Service Q&A: Chuck Knuth, business development manager, General Parts Group, Bloomington, Minn.

FE&S: Charbroilers run at very hot temperatures. What are some issues to look out for?

CK: Gas is fired in chambers with baffles, and temperatures can get so hot that the heat deflectors fail first.
Operators should watch for any bending or warping, which will cause heat to cast in different directions.

FE&S: Is there a charbroiler part that needs replacing more often?

CK: Baffles need replacing regularly, and the chambers that gas flows through eventually need swapping out. Also, charbroiler valves get so hot and become hard to turn over time, so they will need to be fixed as needed. This is also true with the shaft that connects the knob to the unit, which is used to adjust the gas or flame. If this stiffens and makes the knob difficult to turn, it should be replaced.
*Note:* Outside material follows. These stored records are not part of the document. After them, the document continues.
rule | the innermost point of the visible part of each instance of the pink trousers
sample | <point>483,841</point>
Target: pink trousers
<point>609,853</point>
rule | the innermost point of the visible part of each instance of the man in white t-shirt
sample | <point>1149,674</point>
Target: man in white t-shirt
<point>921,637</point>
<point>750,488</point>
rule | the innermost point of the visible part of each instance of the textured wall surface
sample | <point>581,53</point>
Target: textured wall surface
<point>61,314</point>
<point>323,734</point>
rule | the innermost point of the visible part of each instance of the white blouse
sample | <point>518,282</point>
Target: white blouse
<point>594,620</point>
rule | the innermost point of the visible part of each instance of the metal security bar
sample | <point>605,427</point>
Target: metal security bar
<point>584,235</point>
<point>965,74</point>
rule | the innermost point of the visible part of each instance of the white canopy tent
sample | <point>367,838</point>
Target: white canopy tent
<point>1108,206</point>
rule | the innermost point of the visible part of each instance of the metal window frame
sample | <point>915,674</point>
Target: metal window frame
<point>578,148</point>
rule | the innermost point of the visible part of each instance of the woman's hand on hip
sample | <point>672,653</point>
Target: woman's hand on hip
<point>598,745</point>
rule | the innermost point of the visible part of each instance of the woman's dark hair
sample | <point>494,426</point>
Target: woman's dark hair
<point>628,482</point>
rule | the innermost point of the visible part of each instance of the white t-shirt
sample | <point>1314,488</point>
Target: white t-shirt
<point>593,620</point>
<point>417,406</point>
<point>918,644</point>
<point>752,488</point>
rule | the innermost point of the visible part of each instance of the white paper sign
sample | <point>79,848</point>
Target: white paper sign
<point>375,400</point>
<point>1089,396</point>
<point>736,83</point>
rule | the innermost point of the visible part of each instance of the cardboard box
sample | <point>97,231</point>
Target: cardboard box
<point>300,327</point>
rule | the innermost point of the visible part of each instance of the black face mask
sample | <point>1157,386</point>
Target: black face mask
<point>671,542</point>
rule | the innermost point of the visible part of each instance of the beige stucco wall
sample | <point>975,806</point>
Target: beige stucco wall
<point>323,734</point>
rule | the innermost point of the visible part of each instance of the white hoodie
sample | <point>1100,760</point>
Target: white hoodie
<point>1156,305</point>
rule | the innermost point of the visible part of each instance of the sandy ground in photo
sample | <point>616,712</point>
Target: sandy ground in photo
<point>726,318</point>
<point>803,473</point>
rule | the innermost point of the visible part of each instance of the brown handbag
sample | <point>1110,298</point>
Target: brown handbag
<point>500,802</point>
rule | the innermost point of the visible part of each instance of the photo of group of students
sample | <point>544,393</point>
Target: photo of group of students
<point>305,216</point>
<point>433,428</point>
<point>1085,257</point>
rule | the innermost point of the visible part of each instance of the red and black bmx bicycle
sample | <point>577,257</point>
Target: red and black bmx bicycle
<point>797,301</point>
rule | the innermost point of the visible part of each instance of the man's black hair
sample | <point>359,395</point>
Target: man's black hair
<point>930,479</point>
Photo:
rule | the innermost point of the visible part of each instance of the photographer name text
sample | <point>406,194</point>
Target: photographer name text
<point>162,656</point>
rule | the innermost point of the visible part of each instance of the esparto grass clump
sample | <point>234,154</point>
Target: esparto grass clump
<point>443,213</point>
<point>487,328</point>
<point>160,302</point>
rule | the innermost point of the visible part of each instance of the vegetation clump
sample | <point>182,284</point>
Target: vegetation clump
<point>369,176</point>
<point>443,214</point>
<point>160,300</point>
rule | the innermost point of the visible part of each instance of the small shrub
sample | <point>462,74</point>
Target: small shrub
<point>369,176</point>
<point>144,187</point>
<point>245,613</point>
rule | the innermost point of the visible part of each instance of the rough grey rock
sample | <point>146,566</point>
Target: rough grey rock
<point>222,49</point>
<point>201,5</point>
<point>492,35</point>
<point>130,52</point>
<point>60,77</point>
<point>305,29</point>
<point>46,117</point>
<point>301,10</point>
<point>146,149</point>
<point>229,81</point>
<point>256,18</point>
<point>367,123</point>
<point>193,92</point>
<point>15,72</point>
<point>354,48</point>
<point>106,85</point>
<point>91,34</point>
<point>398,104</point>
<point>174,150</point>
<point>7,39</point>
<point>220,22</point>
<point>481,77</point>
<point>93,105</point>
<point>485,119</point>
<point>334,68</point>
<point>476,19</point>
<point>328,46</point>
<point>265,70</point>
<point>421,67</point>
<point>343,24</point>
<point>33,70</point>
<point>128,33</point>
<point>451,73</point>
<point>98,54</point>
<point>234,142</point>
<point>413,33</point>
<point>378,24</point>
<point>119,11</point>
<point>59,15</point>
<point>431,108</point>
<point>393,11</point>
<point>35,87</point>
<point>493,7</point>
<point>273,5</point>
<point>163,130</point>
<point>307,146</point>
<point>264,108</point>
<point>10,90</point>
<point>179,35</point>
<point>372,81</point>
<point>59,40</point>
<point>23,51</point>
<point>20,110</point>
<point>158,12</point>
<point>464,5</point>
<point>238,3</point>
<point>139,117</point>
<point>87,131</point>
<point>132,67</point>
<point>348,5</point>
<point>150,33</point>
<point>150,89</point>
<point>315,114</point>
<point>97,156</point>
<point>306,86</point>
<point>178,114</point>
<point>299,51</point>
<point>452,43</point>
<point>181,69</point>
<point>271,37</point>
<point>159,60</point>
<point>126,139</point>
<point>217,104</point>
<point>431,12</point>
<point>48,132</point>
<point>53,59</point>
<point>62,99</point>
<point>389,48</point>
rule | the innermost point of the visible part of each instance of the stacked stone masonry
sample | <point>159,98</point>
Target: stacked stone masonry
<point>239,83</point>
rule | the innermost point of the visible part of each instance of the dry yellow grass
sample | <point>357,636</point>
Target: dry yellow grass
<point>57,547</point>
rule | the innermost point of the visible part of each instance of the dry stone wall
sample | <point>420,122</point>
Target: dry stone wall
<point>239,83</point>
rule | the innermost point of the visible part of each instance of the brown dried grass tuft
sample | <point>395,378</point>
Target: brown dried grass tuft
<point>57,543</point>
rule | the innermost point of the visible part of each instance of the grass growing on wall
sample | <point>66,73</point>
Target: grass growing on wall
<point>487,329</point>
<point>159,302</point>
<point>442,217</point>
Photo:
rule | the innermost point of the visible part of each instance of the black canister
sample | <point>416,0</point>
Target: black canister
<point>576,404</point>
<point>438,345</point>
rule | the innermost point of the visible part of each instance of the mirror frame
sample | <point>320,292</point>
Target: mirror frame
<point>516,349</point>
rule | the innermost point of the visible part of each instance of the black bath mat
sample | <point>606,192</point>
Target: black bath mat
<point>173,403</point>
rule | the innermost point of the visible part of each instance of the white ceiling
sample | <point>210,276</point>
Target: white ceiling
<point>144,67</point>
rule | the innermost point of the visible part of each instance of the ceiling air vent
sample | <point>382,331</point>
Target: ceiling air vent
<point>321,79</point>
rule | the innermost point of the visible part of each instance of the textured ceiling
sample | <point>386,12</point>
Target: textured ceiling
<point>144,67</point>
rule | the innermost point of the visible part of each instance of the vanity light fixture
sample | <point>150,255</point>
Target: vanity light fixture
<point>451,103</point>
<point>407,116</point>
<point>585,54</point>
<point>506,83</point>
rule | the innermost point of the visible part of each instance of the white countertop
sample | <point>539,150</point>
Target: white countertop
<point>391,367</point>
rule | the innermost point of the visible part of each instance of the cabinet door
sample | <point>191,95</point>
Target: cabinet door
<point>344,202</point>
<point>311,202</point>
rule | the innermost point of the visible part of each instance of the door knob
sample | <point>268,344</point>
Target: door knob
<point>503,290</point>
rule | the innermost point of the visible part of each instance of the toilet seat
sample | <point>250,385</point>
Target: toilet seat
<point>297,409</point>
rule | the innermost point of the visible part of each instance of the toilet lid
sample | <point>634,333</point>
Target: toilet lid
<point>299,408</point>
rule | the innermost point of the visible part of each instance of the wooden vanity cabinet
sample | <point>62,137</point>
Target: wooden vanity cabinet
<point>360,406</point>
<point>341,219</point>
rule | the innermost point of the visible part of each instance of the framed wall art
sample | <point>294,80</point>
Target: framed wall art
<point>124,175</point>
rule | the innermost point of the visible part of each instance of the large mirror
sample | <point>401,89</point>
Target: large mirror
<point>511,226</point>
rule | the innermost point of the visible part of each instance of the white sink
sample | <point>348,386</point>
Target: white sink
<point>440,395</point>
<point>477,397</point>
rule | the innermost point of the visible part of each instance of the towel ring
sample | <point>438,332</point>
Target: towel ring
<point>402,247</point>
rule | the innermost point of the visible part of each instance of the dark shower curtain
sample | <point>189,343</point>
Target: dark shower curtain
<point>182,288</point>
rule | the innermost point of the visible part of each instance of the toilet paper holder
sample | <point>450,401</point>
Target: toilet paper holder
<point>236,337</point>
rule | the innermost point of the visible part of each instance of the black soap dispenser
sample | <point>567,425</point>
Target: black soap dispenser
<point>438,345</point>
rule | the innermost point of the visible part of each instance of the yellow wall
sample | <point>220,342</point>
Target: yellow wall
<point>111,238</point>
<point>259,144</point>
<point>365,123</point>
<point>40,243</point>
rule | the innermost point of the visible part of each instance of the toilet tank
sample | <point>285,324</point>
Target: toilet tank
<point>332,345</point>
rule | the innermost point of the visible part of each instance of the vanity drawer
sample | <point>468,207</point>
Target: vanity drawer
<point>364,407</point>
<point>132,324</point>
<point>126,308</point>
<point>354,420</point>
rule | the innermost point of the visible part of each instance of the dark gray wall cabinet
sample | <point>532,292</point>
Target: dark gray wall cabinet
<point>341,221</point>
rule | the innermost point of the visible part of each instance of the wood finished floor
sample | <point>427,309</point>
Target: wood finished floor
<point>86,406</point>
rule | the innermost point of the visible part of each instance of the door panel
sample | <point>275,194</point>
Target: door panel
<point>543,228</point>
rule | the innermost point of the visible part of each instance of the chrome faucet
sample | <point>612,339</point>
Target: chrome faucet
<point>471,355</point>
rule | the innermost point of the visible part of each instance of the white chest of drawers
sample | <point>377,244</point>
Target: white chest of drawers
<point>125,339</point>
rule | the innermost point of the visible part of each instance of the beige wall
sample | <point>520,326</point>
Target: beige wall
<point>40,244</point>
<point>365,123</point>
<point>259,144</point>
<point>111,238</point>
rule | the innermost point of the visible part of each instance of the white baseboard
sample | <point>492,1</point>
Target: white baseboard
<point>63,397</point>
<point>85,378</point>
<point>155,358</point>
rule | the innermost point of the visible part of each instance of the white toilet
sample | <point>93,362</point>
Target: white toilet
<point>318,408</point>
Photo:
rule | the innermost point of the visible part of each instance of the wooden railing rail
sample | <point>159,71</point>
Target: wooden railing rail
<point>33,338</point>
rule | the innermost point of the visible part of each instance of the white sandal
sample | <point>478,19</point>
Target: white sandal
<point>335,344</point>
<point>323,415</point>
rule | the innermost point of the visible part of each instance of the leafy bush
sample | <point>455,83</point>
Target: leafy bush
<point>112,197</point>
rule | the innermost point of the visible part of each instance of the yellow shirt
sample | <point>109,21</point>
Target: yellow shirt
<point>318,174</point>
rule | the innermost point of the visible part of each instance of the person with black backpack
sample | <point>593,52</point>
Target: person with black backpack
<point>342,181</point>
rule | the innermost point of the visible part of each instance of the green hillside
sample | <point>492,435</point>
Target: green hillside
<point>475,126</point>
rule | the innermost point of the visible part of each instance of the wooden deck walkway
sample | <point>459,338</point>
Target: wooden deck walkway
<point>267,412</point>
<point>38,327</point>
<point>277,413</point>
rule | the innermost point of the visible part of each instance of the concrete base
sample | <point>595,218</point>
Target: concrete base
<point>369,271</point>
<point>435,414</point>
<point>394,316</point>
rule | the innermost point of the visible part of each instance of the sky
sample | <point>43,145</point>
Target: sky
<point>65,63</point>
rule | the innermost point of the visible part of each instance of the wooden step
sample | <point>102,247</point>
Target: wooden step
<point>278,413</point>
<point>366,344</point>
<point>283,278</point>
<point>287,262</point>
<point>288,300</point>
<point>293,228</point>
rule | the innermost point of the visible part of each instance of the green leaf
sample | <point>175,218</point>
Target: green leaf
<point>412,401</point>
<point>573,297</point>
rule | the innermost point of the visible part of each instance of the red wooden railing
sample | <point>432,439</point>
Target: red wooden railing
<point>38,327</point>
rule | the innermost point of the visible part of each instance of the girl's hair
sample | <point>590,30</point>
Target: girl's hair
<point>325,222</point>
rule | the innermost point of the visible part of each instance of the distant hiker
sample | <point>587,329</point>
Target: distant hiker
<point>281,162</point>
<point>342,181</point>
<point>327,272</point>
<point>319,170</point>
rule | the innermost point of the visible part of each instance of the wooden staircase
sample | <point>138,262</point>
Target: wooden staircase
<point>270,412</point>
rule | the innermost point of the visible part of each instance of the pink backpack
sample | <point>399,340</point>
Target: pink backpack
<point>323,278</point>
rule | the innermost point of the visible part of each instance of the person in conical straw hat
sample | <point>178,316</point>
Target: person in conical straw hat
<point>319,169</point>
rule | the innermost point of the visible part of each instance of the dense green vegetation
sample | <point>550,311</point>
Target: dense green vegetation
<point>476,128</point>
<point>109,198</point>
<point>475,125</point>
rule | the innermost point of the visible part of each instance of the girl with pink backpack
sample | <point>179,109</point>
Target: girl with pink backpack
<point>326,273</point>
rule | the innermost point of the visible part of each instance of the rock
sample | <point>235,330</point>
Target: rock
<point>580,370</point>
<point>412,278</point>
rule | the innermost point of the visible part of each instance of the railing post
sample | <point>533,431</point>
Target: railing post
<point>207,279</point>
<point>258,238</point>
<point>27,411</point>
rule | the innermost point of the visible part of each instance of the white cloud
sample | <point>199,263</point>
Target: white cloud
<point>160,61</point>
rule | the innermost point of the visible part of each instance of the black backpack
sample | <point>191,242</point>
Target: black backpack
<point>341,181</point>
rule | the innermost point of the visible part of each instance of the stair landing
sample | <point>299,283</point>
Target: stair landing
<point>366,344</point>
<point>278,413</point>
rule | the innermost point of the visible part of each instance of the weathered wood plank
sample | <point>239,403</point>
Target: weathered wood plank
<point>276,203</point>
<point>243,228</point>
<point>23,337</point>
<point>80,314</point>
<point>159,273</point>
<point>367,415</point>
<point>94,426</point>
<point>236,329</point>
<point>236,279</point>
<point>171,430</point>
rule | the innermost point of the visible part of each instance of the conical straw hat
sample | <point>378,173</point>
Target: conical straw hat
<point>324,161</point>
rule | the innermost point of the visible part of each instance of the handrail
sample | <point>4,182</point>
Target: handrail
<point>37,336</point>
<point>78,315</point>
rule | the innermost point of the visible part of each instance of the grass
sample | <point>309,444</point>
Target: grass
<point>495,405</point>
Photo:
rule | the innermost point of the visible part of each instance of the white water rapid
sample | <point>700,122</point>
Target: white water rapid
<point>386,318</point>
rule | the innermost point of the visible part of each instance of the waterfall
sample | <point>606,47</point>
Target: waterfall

FE&S: What are the daily maintenance tasks charbroilers require?

CK: From a maintenance standpoint, operators should empty the drip tray every day. Grates need to be removed and sprayed down to remove debris. Burner orifices that throw out gas need to be cleaned or wiped down as needed. Although most pay attention to this task on ranges, it also is required monthly for charbroilers.

FE&S: Does the menu impact this equipment’s maintenance schedule?

CK: If a restaurant is producing a lot of burgers and chicken, grease needs to be contended with at the end of each shift to get the longest life out of the unit. In this case, management should set the cleaning schedule.

FE&S: What tasks should operators leave for service agents?

CK: Technicians are required to change out burner tubes and valves. We also will check gas pressure and make sure burner holes are clean. During a service call, we’ll ensure the gas feed is free of grease.

FE&S: What are the indicators that a charbroiler needs replacing?

CK: Commercial units typically have a 10-year lifecycle. If the valve and grates are worn and the burner orifices need changing, operators need to look at the availability of parts. It may not be worth investing additional money in older units. A visual inspection of the heat deflectors and grates also may indicate a new charbroiler is warranted. Finally, if there are major temperature fluctuations or the quality of the food is being impacted by the equipment’s age or condition, the unit may be at the end of its service life.